There’s no proof that Menendez went wild in the DR. But if it surfaced, it would only prove Blake’s premise. Things tend to spin out of control down in the tropics.
It was not the first time that Flake suggested American college students could succeed where five decades of the Cuban embargo has failed. In 2009, campaigning for passage of the Free Travel to Cuba Act, Flake told Congressional Quarterly, “Let the Castro brothers deal with spring break once or twice, and we’ll see how much control they still have.”
Flake advocates removing restrictions that keep ordinary American citizens from traveling to Cuba. The present policy has an exception for religious, cultural and education groups. And Cuban Americans can travel back and forth to visit family members, a rather odd exercise for folks who are ostensibly here because they’re fearful political exiles. But the rest of us can’t go. We can visit China, Vietnam, Burma, Iran, but not Cuba.
The notion that spring breakers could overwhelm a backward, doddering regime might seem a stretch. But it’s not like our Cuban travel and immigration policies, anachronistic relics of the Cold War, make much sense. Try explaining, to someone from outside South Florida, the logic behind the wet-foot, dry-foot policy that allowed 10,757 Cubans who crossed the border out of Mexico last year to claim the instant financial, medical and residency benefits afforded to no other group of undocumented immigrants.
Or why someone born of Cuban parents in another country, say Spain or Venezuela, is similarly awarded the status of political refugee upon coming here, as if political exile were a hereditary trait.
Of course, most arrivals nowadays are hardly political refugees. A survey of visa applicants in 2009 by the U.S. Interests Section in Havana found what everyone already knew: “Overwhelmingly, applicants appear motivated to leave Cuba due to economic and family reasons.”

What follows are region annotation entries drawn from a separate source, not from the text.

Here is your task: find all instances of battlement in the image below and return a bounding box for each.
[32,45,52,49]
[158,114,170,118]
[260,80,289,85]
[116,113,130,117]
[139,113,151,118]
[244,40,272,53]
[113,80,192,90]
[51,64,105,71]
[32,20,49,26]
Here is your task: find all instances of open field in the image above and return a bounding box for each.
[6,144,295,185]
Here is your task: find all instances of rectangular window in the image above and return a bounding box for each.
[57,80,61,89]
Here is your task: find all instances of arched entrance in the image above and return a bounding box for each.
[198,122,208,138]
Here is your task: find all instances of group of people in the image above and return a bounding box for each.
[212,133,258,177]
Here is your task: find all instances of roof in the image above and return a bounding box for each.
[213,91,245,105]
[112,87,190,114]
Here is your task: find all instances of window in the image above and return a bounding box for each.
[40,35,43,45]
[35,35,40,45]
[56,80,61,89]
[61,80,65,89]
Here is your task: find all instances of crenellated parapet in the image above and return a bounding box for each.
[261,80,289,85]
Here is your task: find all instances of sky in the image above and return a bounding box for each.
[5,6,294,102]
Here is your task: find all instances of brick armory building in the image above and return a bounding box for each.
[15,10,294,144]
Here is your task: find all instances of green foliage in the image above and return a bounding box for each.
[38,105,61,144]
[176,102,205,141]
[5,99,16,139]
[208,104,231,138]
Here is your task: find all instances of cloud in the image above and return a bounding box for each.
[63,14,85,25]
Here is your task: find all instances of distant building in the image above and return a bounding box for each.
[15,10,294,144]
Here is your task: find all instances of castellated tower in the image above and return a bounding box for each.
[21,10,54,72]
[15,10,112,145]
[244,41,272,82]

None of this would matter much if the Cuban Adjustment Act of 1966 had led to the ouster of the Castro government. Instead, those most likely to challenge the regime left. The counter-revolution emigrated to Miami instead.
A new strategy, based on spring breakers, could hardly be less successful. Send in a few hundred thousand cheap, rowdy, out-of-control students to challenge a control-freak totalitarian regime. Model it after the horrific invasion that took the Fort Lauderdale in 1985. No matter how many millions those kids spent, it wasn’t enough to keep an utterly overwhelmed Fort Lauderdale from instituting a drastic makeover. The kids were too much.
The Castro brothers wouldn’t stand a chance.